Date of Inspection: 19 May 2014
Date of Publication: 13 June 2014
Inspection Report published 13 June 2014 PDF

The service should have quality checking systems to manage risks and assure the health, welfare and safety of people who receive care (outcome 16)

Meeting this standard

We checked that people who use this service

  • Benefit from safe quality care, treatment and support, due to effective decision making and the management of risks to their health, welfare and safety.

How this check was done

We looked at the personal care or treatment records of people who use the service, carried out a visit on 19 May 2014, observed how people were being cared for and checked how people were cared for at each stage of their treatment and care. We talked with people who use the service, talked with carers and / or family members, talked with staff and reviewed information given to us by the provider.

Our judgement

The provider had an effective system to regularly assess and monitor the quality of service that people receive.

Reasons for our judgement

At the last inspection on 18 October 2013, the provider did not have all the information they needed to ensure risk assessments and the completion of audits kept people safe. On this inspection we found suitable and sufficient improvements had taken place.

People using the service, their representatives and staff confirmed they were involved in the running of the home. They told us they felt included and able to speak freely and in confidence. One person using the service said, “I can talk to any of the staff.” Another person said, “I feel things are dealt with well you can speak your mind.” This meant people using the service felt supported and could raise issues about the home.
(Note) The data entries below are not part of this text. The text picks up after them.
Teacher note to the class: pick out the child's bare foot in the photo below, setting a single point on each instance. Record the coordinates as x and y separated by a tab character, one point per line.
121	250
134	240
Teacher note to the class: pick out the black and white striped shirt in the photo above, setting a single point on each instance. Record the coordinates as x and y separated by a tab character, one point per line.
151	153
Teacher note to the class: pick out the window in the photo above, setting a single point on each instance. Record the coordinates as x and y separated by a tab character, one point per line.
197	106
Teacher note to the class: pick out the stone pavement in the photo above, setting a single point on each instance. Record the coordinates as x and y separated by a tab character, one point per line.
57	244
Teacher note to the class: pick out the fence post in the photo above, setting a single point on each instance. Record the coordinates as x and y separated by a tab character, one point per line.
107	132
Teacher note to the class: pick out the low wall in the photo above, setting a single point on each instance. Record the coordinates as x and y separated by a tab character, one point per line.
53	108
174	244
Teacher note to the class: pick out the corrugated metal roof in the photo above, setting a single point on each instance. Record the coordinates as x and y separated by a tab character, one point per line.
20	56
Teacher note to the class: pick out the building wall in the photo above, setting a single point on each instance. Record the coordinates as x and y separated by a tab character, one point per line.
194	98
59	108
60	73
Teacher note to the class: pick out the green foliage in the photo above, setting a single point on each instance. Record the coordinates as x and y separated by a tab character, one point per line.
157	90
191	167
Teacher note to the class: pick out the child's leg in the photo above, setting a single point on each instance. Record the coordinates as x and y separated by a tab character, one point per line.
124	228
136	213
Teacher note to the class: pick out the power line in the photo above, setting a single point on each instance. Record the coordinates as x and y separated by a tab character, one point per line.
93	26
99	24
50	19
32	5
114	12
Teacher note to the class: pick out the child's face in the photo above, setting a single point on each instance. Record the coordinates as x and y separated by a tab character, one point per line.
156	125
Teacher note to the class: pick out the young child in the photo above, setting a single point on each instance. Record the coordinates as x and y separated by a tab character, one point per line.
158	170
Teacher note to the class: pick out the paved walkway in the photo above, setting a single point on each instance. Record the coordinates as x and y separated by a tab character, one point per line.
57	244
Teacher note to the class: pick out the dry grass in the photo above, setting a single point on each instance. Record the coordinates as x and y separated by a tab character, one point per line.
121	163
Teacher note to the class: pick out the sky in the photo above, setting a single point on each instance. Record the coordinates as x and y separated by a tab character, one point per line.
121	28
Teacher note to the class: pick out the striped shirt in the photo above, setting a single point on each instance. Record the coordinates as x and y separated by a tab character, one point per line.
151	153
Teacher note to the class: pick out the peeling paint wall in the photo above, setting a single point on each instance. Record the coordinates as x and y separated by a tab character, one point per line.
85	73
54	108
We saw the care records were reviewed on a monthly basis to ensure that staff had the correct and up to date information to meet people’s needs. One staff member said, “I only work three days a week but I always get really good information on my return to work.” Staff we spoke with confirmed they were well informed which meant people received consistent care.

We looked to see if personal emergency evacuation plans (PEEP’s) were in place. PEEP’s provide information for staff and emergency services to follow to enable them to support people who cannot get themselves out of a building unaided during an emergency situation. The deputy manager was unsure if these had been completed and we asked for evidence to be forwarded onto us confirming their completion. We had not received this at the time of sending teh draft report. Not providing a PEEP meant that the required information was not available to enable people to be supported safely in the event of an emergency.
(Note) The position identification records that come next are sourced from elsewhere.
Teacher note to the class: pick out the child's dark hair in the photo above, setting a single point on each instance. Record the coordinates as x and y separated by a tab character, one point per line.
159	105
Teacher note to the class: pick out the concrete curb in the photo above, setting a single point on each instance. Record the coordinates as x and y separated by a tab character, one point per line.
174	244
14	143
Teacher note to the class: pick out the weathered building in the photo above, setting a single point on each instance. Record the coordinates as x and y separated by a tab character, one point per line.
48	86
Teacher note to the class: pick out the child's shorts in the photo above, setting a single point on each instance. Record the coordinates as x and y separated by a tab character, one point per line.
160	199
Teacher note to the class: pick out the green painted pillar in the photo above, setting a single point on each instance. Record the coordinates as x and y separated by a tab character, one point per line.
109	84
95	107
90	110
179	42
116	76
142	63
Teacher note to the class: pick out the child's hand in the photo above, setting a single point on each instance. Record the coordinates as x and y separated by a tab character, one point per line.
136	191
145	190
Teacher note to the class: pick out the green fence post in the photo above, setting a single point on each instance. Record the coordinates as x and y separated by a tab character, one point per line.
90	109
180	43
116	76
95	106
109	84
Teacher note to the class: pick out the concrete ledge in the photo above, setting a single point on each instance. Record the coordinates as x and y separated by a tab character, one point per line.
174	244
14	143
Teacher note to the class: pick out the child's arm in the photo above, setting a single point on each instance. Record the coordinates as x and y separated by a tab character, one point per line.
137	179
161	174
People told us the staff spoke with them on a regular basis to find out their views about the care they received. We saw documents such as resident meetings were used to gather information about how well the service was performing. One person using the service said, “This is my home, I am very content here anything we need will be addressed.” We saw minutes of meetings which demonstrated people’s views were asked regarding meals, activities or if they had any issues that they wanted to discuss about the running of the home. One person using the service said, “We talk about various things or what we want or need.” This meant people’s views were listened to and valued.
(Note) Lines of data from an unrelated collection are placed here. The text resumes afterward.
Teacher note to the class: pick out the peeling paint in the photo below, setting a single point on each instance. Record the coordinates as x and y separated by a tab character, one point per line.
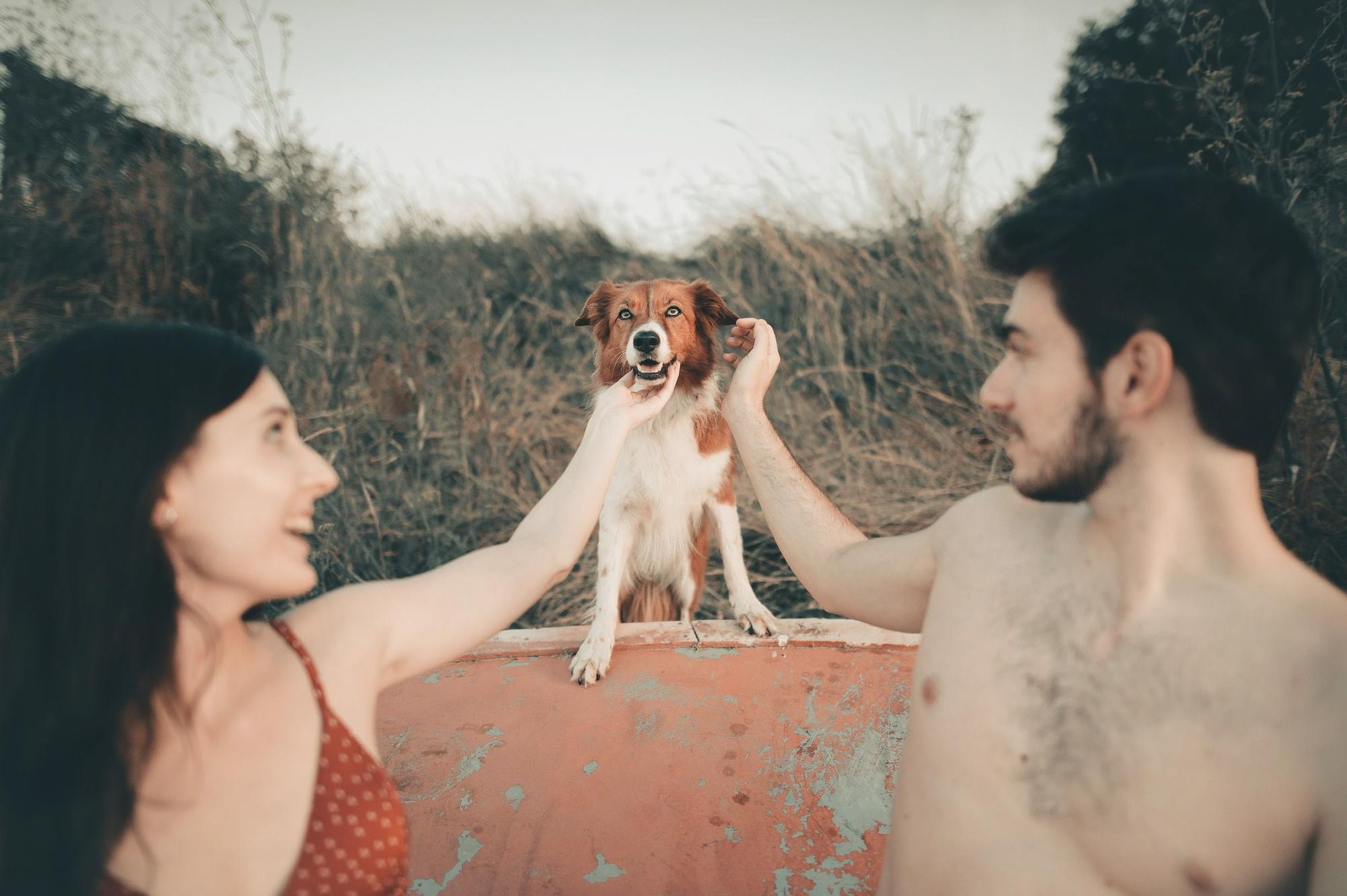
603	871
646	724
468	766
707	653
468	847
826	885
399	740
People’s feedback was recorded and analysed, and if required action was taken to improve quality in a prompt manner. This meant the provider used feedback to assess, monitor and improve the service.

We saw that regular audits were completed by the provider to assess and monitor the quality at the home. These audits covered topics which included; health and safety, infection control and medication management. All audits were evaluated and action plans to improve quality were in place where required. This meant that the registered manager and provider had an effective system in place to regularly assess and monitor the quality of the service.

There was an effective system in place to assess and monitor the staff’s skills and understanding. Regular staff supervision sessions occurred meaning the provider assessed and monitored the staff’s ability to meet people’s needs.